Future Supercomputing Environments:
Heterogeneous Systems

Over the last 20 years we have seen a gradual evolution from scalar sequential hardware to vector processing and more recently to parallel processing. No clear consensus has emerged on an ideal  architecture . The trend to vector and parallel processing has been driven by the

computational needs of certain problems, but the resulting systems are then inappropriate for other classes of problems. It is unlikely that in the near term this situation will be resolved, and indeed one can anticipate further generations of even more specialized processor systems. There is a general consensus that a good computing environment would at least provide access to the following resources:

• scalar processors (e.g., workstations),

• vector processors,

• parallel machines (SIMD and/or MIMD),

• visualization systems,

• mass-storage systems, and

• interfaces to networks.

This leads us to the last topic and what in the long run is probably the most important: heterogeneous systems, heterogeneous environments, and the importance of combining a spectrum of computing resources.

There is a simple way of avoiding the specialization problem described above. The key is to develop seamless, integrated heterogeneous computing environments. What are the requirements for such systems? Obviously, high-speed communication is paramount—that means both high bandwidth and low latency. Because different types of machines are present, a seamless environment therefore requires support for data transformations between the different kinds of hardware. Equally important, as I've argued from previous experience with single machines, is to try to support wherever possible shared-memory concepts. Ease of use will require load balancing. If there are three Connection Machines on that system, one should be able to load-balance them between the demands of different users. Shared file systems should be supported, and so on. And all of this should be done in the context of portability of the user's code because the user may not always design his codes on these systems initially. Obviously, adopting standards is critical.

Such an environment will present to the user all of the resources needed for any application: fast scalar, vector, and parallel processors; graphics supercomputers; disk farms; and interfaces to networks. All of these units would be interconnected by a high-bandwidth, low-latency switch, which would provide transparent access between the systems. System software would present a uniform, global view of the integrated resource, provide a global name space or a shared memory, and control load balancing and resource allocation.

The hardware technology now allows such systems to be built. Two key ingredients are the recent development of fast switching systems and the development of high-speed connection protocols and hardware

implementing these protocols standardized across a wide range of vendors. We illustrate with two examples.

Recently, Carnegie Mellon University researchers designed and built a 100-megabit-per-second switch called Nectar, which supports point-to-point connections between 32 processors (Arnould et al. 1989). A gigabit-per-second version of Nectar is in the design stage. Simultaneously, various supercomputer and graphics workstation vendors have begun to develop high-speed (800-megabit-per-second) interfaces for their systems. Combining these approaches, we see that at the hardware level it is already possible to begin assembling powerful heterogeneous systems. As usual, the really tough problems will be at the software level.

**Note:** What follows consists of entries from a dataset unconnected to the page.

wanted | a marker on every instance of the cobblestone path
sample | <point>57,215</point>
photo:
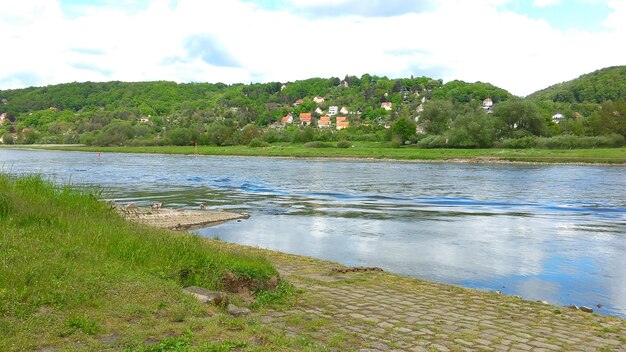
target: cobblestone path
<point>374,311</point>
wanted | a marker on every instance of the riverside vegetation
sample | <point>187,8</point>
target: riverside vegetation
<point>589,112</point>
<point>74,275</point>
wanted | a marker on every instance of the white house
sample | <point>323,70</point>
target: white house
<point>558,117</point>
<point>287,119</point>
<point>488,105</point>
<point>324,121</point>
<point>318,100</point>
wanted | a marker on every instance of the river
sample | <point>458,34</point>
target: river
<point>548,232</point>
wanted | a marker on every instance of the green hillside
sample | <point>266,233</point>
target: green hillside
<point>596,87</point>
<point>395,112</point>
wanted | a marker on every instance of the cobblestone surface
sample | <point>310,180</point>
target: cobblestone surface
<point>374,311</point>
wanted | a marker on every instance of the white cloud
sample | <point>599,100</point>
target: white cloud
<point>546,3</point>
<point>242,42</point>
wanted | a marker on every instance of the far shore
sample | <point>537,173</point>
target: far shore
<point>370,151</point>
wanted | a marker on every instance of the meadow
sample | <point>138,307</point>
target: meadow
<point>75,276</point>
<point>373,150</point>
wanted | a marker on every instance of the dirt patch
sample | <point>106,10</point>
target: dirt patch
<point>177,219</point>
<point>243,285</point>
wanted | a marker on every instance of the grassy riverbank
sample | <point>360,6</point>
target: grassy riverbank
<point>75,276</point>
<point>380,151</point>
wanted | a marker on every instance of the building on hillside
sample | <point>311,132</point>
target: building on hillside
<point>488,105</point>
<point>305,118</point>
<point>343,124</point>
<point>558,117</point>
<point>287,119</point>
<point>323,122</point>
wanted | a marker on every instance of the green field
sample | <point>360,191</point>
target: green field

Several groups are working on aspects of the software problem. In our own group at CAPP, we have developed, as discussed in the previous section, a simple, heterogeneous environment consisting of a Connection Machine CM-2 and a Stardent Titan graphics superworkstation (Compagnoni et al. 1991). The Titan is connected with the CM-2 through the CM-2 back end, rather than through the much slower front-end interface that is usually used for such connectivity. The object-oriented, high-level Stardent AVS visualization system is then made directly available to the CM-2 user, allowing access to graphical objects computed on the CM-2 in real time, while the CM-2 is freed to pursue the next phase of its computation. Essentially, this means that to the user, AVS is available on the CM-2. Porting AVS directly to the CM-2 would have been a formidable and pointless task. Furthermore, the CM-2 is freed to perform the computations that it is best suited for, rather than wasting time performing hidden surface algorithms or polygon rendering. These are precisely the sorts of advantages that can be realized in a heterogeneous system.

Looking to the future, we believe that most of the research issues of heterogeneous computing will have been solved by the late 1990s, and in that time frame, we would expect to see evolving heterogeneous systems coming into widespread use wherever a variety of distinct computational resources is present. In the meantime, one can expect to see more limited experiments in heterogeneous environments at major research computation laboratories, such as Los Alamos National Laboratory and the NSF supercomputer centers.